A prisão do ex-presidente Michel Temer e de alguns de seus colaboradores mais próximos, embora fosse dada como certa e estivesse precificada, produziu um abalo adicional na já frágil situação política nacional.
Os indícios de que alguma ação os alcançaria eram fortes e claros desde o ano passado, ao menos desde a famosa conversa de Temer com Joesley Batista, dono da JBS. Encerrado seu mandato como presidente e sem poder apelar para o foro privilegiado, Temer era a bola da vez.
Paga o preço de uma longa vida pública, durante a qual fez como tantos outros políticos e tangenciou a linha da legalidade. Poder-se-ia falar em Caixa 2, em financiamento eleitoral por vias informais, em abuso de poder, não só em enriquecimento ilícito. O juiz Marcelo Bretas fundamentou sua decisão mencionando esquema de cartel, corrupção ativa e passiva, lavagem de dinheiro, suborno e propina paga pela construtora Engevix para obter contratos na Usina de Angra 3, o que justificaria que o caso fique na órbita da justiça comum.
Os termos da acusação de Bretas foram pesados e contundentes. Segundo ele, as prisões preventivas eram necessárias para garantir a ordem pública, já que “uma simples ligação telefônica ou uma mensagem instantânea pela internet são suficientes para permitir a ocultação de grandes somas de dinheiro, como parece ter sido o caso”. O MPF-RJ foi além: “As apurações também indicaram uma espécie de braço da organização, especializado em atos de contrainteligência, a fim de dificultar as investigações, tais como o monitoramento das investigações e dos investigadores, a combinação de versões entre os investigados e, inclusive, seus subordinados, e a produção de documentos forjados para despistar o estado atual das investigações”. Os fatos apontariam “para a existência de uma organização criminosa em plena operação, envolvida em atos concretos de clara gravidade”.
A celeuma foi imediata. A prisão temporária teria respaldo legal, dada a inexistência de ameaça concreta por parte de Temer e dos demais? Temer pode ser culpado, mas não seria necessário que transcorresse o devido processo legal, com a apresentação de provas concretas e direito de defesa? Estaria havendo algum deslize no Estado de direito?
Abriram-se as portas para inúmeros cenários, nenhum dos quais tranquilizador. Fala-se que a as prisões refletem um movimento de pressão sobre Rodrigo Maia, que é ligado a Moreira Franco. Há quem veja a mão de Sergio Moro, que anda às turras com Maia e não tem acumulado muitas vitórias como ministro de Bolsonaro. E todos são unânimes em reconhecer que, com a decisão de Bretas, a Lava Jato mostrou que continua viva, pondo pressão sobre o Congresso e sobre o STF, que na semana passada tomou decisões que afetaram seriamente a operação.
Pode ser tudo isso e mais um pouco, a ser desvendado pelo andar das investigações e pela análise política.
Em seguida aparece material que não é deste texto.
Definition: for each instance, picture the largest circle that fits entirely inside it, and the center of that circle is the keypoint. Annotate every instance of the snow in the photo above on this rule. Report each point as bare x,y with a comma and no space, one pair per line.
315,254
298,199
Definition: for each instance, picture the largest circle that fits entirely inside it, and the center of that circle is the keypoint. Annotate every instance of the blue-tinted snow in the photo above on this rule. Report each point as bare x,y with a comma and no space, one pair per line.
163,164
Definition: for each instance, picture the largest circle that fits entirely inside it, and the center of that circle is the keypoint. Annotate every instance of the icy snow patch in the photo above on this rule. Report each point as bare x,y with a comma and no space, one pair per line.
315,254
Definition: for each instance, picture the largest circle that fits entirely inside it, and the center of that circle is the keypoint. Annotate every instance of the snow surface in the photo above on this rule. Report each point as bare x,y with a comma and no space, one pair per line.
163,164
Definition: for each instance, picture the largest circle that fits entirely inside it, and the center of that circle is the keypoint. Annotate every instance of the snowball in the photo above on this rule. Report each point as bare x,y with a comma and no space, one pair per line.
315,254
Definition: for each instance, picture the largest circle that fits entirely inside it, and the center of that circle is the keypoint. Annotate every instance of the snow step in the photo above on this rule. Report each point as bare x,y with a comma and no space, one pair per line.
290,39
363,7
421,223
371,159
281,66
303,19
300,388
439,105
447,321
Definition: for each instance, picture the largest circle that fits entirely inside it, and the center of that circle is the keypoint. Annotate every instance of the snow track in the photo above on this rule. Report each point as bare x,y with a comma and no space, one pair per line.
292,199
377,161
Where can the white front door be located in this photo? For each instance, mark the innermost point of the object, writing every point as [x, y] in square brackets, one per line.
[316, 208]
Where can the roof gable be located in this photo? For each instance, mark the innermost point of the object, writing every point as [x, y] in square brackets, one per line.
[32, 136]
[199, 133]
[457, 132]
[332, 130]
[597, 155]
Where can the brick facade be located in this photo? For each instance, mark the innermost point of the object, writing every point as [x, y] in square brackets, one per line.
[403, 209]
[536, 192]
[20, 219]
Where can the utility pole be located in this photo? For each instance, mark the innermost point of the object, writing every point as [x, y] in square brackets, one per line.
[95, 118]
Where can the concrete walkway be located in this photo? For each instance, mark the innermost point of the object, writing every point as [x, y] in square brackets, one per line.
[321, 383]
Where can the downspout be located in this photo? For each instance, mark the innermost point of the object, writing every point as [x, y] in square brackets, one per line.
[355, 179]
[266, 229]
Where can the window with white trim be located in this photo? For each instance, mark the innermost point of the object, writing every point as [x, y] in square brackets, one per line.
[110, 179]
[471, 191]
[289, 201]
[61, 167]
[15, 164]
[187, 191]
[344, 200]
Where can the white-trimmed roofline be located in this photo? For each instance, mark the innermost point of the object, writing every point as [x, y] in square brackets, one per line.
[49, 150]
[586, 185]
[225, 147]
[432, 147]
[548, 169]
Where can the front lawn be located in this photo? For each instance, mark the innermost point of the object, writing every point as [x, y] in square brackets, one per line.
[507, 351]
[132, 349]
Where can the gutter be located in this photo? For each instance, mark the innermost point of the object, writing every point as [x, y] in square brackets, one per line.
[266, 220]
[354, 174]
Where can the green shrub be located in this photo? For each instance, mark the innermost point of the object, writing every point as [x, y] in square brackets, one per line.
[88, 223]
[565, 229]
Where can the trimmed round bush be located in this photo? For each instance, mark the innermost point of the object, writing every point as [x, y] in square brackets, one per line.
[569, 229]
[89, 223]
Inevitável que a prisão tenha repercutido no Congresso, onde Temer tem muitos amigos e onde qualquer ruído soa sempre como um trovão. Por um lado, poderá facilitar uma inusitada aproximação entre oposição e situação, que incluiria do PT a setores do PSL, todos irmanados no combate à Lava Jato e na defesa dos hábitos políticos que são precisamente o alvo dos procuradores. Se Temer caiu, assim como Lula, o que dizer dos políticos comuns? Por outro lado, encarecerá o apoio dos parlamentares ao governo, algo crucial no momento em que propostas reformadoras começam a ser postas na mesa. A fraqueza do governo poderá ficar ainda mais evidente, dada sua carência de boas ideias e bons articuladores.
As prisões representam um novo capítulo na batalha aberta pelo MP e pela PF em favor de um ajuste de contas da Justiça com o sistema político. No momento atual, que é delicado e caótico, a melhor expectativa é que o batalha seja conduzida com altas doses de temperança, inteligência estratégica, republicanismo e responsabilidade cívica. Qualquer erro de dosagem e de procedimento nessa operação desorganizará tão profundamente o sistema político que comprometerá a própria atividade política.
O cerco judicial à classe política não produziu até agora nenhuma grande mudança de qualidade na política. Tem servido para mobilizar importantes setores da sociedade civil, mas não tem tido força para mudar a qualidade da representação. A desorganização que vem provocando contribuiu para que subisse ao palco tudo aquilo que estava na periferia do sistema, com as consequências que estamos vendo. Desse ponto de vista, a Lava Jato ainda está devendo e não há como saber se terá como contribuir de fato para promover a esperada requalificação política. Ela por certo não pode ser responsabilizada pelo caos que reina no País, mas pode fazer uma reflexão sobre si mesma, para que não termine por ajudar a substituir o que estava ruim por algo ainda pior.